The doctrine of contra non va-lentem acts as an exception to the general rules of prescription by suspending the running of prescription when the circumstances of the case fall into one of four categories. Prescription is suspended under the fourth category of contra non va-lentón when “some cause of action is not known or reasonably knowable by the plaintiff, even though his ignorance is not induced by the defendant.” Wimberly v. Gatch, 93-2361 (La.4/11/94), 635 So.2d 206, 211. Commonly known as the discovery rule, this category provides that prescription commences on the |fidate the injured party discovers or should have discovered the facts upon which his cause of action is based. Id. For this category to apply, the plaintiffs ignorance of his cause of action cannot be attributable to his own willfulness or neglect, as a plaintiff is deemed to know what he could have learned by reasonable diligence. Renfroe v. State ex rel. Dept. of Transp. and Development, 01-1646 (La.2/26/02), 809 So.2d 947.

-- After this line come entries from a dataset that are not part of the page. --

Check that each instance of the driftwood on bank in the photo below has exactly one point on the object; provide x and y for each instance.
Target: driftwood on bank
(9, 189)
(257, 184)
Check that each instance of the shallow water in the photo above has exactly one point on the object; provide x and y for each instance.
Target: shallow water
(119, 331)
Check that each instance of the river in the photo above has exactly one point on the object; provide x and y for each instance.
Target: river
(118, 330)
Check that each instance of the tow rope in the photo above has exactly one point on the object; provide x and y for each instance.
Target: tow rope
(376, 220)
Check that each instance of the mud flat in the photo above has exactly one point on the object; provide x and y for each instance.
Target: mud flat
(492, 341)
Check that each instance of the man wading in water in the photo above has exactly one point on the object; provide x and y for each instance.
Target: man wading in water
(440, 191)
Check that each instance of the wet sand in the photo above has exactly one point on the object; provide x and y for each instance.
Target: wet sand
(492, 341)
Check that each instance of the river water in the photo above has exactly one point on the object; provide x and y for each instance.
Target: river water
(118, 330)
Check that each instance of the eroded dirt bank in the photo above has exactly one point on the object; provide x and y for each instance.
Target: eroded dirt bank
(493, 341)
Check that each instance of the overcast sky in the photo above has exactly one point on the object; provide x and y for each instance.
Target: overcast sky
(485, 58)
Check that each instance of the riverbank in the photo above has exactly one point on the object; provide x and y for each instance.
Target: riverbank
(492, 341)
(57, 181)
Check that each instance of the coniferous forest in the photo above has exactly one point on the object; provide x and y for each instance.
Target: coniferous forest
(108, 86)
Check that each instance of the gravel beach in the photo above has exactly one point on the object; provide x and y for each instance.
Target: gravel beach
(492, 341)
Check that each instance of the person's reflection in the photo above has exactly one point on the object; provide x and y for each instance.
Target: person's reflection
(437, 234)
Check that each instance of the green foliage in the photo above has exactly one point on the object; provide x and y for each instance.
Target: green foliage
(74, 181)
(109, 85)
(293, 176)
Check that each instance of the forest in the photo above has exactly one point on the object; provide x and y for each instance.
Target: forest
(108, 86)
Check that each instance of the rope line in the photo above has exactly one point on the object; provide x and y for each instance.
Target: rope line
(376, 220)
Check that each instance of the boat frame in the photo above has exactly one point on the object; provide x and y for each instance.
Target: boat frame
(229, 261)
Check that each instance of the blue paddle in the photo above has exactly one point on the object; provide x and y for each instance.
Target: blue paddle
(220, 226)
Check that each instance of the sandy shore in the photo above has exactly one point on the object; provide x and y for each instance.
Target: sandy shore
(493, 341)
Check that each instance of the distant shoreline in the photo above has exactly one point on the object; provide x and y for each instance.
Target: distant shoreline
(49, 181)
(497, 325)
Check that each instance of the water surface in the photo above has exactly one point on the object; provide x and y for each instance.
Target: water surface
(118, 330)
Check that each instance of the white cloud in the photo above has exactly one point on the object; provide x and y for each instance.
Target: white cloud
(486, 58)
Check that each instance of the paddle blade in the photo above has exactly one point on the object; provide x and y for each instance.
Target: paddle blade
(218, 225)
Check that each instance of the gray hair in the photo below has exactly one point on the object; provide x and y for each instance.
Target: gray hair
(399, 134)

Other than his father’s death certificate, Bennie Mims presented no evidence concerning what he knew about his father’s condition, when he knew it, or the reason that he did not relate his father’s health condition to possible medical malpractice until the date of his father’s death. The death certifícate tells this court only that his father died at Schumpert Dubuis Hospital on December 24, 2006, that the treating physician attended to Howard Mims from December 5, 2006, until the date of death, and that the cause of death was cardiorespiratory arrest due to sepsis due to severe decubitus ulcer due to severe debility due to prior cardiovascular accidents. Based on the scant evidence presented in opposition to the exception, this court does not know what happened to Howard Mims from the time he was discharged from Lifecare until he died. It is not even clear from the record what the progression of the bedsore was or if the bedsore reached Stage IV level prior to discharge from Lifecare.
In Bustamento v. Tucker, supra, the supreme court recognized the existence of a continuing tort when the cumulation of acts and conduct, and the resulting cumu-lation of damages, transformed individual incidents of sexual harassment into an actionable tort. The court further stated that when | /‘conduct becomes tortious and actionable because of its continuous, cumulative, synergistic nature, then prescription does not commence until the last act occurs or the conduct is abated.” Id., 607 So.2d at 542. Even assuming that Life-care committed a continuing tort in the care and treatment it provided to Howard Mims, its last act was on November 10, 2006, when Howard Mims was discharged from Lifecare Hospital.
Based on this record, we cannot conclude that the trial court erred in sustaining the exception of prescription.
CONCLUSION
At appellant’s cost, the judgment is AFFIRMED.